JUPITER, Fla. (AP) — Locked-out players and management officials were bargaining for the seventh straight day Sunday, just one day before Major League Baseball’s deadline to salvage March 31 openers and a 162-game schedule.
Negotiators narrowed some differences Friday and Saturday. But entering the 88th day of the work stoppage they were still far apart on big issues that include luxury tax thresholds and rates, the size of the new bonus pool for pre-arbitration players and minimum salaries.
A smaller group of players that included Max Scherzer, Andrew Miller and Marcus Semien walked into Roger Dean Stadium shortly before 1 p.m. along with union head Tony Clark, chief negotiator Bruce Meyer and staff.
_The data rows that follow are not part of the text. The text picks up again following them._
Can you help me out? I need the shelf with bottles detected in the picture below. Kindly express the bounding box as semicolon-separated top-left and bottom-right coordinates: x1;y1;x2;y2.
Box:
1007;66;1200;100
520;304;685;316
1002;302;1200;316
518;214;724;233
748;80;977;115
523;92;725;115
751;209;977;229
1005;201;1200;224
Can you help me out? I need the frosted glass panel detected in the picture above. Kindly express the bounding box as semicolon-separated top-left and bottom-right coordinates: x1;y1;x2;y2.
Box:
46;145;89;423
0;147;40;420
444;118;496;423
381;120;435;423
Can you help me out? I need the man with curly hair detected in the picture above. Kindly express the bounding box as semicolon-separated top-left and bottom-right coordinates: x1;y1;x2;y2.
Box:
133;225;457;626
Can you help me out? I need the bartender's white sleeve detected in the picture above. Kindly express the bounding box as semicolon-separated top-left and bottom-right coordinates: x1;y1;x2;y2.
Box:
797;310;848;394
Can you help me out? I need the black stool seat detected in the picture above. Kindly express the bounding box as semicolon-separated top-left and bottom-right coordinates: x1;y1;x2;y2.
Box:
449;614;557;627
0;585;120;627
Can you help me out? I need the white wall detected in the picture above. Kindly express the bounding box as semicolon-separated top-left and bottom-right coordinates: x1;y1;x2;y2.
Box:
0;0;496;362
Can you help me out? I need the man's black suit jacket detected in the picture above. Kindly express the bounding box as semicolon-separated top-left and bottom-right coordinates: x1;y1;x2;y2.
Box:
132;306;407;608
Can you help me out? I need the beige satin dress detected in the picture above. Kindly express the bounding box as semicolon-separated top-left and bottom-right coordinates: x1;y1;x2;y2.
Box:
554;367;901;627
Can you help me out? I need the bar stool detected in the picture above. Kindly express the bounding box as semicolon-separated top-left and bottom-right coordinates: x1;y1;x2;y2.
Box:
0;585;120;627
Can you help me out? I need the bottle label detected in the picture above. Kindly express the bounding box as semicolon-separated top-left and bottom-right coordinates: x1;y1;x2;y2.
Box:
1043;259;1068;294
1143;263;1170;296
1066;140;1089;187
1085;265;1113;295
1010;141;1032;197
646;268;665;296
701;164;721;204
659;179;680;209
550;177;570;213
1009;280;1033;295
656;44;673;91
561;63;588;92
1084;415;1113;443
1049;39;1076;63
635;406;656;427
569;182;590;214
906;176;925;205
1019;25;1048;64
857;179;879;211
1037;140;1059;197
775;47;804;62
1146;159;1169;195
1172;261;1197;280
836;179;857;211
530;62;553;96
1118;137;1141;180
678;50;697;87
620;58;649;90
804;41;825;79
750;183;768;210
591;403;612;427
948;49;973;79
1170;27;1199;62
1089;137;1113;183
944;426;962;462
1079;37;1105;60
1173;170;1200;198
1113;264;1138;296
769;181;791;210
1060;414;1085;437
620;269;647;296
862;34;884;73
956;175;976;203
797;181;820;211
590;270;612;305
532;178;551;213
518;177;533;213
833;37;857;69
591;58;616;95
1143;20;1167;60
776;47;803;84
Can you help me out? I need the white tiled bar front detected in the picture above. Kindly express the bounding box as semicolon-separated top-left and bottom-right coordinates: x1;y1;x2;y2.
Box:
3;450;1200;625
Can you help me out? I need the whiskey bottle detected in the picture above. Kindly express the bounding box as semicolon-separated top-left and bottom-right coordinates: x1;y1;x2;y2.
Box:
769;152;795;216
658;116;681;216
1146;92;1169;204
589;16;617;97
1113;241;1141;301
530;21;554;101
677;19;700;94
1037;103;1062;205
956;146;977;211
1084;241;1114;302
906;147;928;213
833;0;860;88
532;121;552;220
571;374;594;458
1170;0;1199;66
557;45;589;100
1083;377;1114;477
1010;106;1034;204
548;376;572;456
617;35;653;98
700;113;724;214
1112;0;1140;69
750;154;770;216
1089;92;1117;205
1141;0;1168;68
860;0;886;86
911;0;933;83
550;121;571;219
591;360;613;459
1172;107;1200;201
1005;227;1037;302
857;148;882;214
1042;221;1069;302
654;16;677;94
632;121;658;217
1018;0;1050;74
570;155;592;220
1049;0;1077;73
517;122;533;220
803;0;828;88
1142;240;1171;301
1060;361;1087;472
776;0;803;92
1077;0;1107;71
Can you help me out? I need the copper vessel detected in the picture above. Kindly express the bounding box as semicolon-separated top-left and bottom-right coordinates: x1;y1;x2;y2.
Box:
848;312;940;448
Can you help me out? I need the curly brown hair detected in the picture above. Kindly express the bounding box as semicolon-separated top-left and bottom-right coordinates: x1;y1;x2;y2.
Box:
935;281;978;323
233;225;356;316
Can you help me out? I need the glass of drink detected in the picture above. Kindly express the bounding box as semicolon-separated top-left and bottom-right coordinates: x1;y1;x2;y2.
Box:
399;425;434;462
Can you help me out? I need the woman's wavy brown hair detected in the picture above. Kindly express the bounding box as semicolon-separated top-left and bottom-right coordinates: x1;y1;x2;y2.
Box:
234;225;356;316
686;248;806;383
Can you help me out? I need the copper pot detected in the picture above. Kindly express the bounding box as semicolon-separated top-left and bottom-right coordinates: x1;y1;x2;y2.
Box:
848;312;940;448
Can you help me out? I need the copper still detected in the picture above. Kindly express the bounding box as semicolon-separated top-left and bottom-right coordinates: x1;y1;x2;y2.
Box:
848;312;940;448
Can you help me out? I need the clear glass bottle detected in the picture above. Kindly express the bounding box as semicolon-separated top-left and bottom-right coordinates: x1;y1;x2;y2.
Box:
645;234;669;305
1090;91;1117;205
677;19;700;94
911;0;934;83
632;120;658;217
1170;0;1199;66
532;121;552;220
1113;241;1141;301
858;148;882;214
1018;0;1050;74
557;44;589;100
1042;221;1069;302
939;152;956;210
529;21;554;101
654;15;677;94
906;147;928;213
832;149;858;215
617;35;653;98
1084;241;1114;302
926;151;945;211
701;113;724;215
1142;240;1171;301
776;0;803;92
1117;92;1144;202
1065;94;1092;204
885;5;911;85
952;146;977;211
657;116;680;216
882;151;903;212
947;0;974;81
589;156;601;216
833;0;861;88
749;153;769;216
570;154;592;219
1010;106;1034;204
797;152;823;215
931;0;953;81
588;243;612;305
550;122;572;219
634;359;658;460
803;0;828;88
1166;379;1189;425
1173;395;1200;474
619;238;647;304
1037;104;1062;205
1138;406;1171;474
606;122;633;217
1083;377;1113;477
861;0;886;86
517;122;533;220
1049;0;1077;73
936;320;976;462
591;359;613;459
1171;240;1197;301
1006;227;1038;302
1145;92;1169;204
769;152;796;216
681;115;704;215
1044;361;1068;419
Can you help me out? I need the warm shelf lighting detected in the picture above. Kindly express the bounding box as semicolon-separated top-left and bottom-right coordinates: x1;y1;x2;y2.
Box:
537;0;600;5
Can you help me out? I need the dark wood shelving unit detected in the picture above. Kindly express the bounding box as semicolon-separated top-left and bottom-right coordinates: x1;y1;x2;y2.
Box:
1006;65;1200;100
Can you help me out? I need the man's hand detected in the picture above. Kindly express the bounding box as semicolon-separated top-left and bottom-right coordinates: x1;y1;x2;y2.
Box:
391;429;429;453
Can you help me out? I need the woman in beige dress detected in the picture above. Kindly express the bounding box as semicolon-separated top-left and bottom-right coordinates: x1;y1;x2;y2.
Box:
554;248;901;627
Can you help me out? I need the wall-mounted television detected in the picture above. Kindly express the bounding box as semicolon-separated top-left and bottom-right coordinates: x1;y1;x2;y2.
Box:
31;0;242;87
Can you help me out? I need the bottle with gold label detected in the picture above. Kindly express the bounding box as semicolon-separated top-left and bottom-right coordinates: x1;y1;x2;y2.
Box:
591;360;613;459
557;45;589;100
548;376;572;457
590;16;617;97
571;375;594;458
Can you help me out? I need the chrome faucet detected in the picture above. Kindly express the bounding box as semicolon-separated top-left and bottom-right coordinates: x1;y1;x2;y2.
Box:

A few minutes later, Deputy Commissioner Dan Halem walked from the offices in the main part of the ballpark to the area where players caucus in the building of the Cardinals clubouse. Halem headed back to the MLB area about 20 minutes later.
Baseball’s ninth work stoppage started Dec. 2. Spring training games were to have begun Saturday and have been canceled through March 7.
MLB says that if there is not a deal by the end of Monday, there will not be enough training time to start the season as scheduled.
MLB has offered to raise the luxury tax threshold from $210 million last season to $214 million this year, increasing to $220 million by 2026. Teams also want higher tax rates, which the union says tend to act like a salary cap.
Players have asked for a $245 million threshold this year, rising to $273 million by the final season.
The union wants to expand the players with at least two seasons of major league service and less than three to the top 35%, up from the 22% cutoff in place since 2013.
The union wants the pre-arbitration pool to have $115 million distributed to 150 players and management proposed $20 million be split among 30.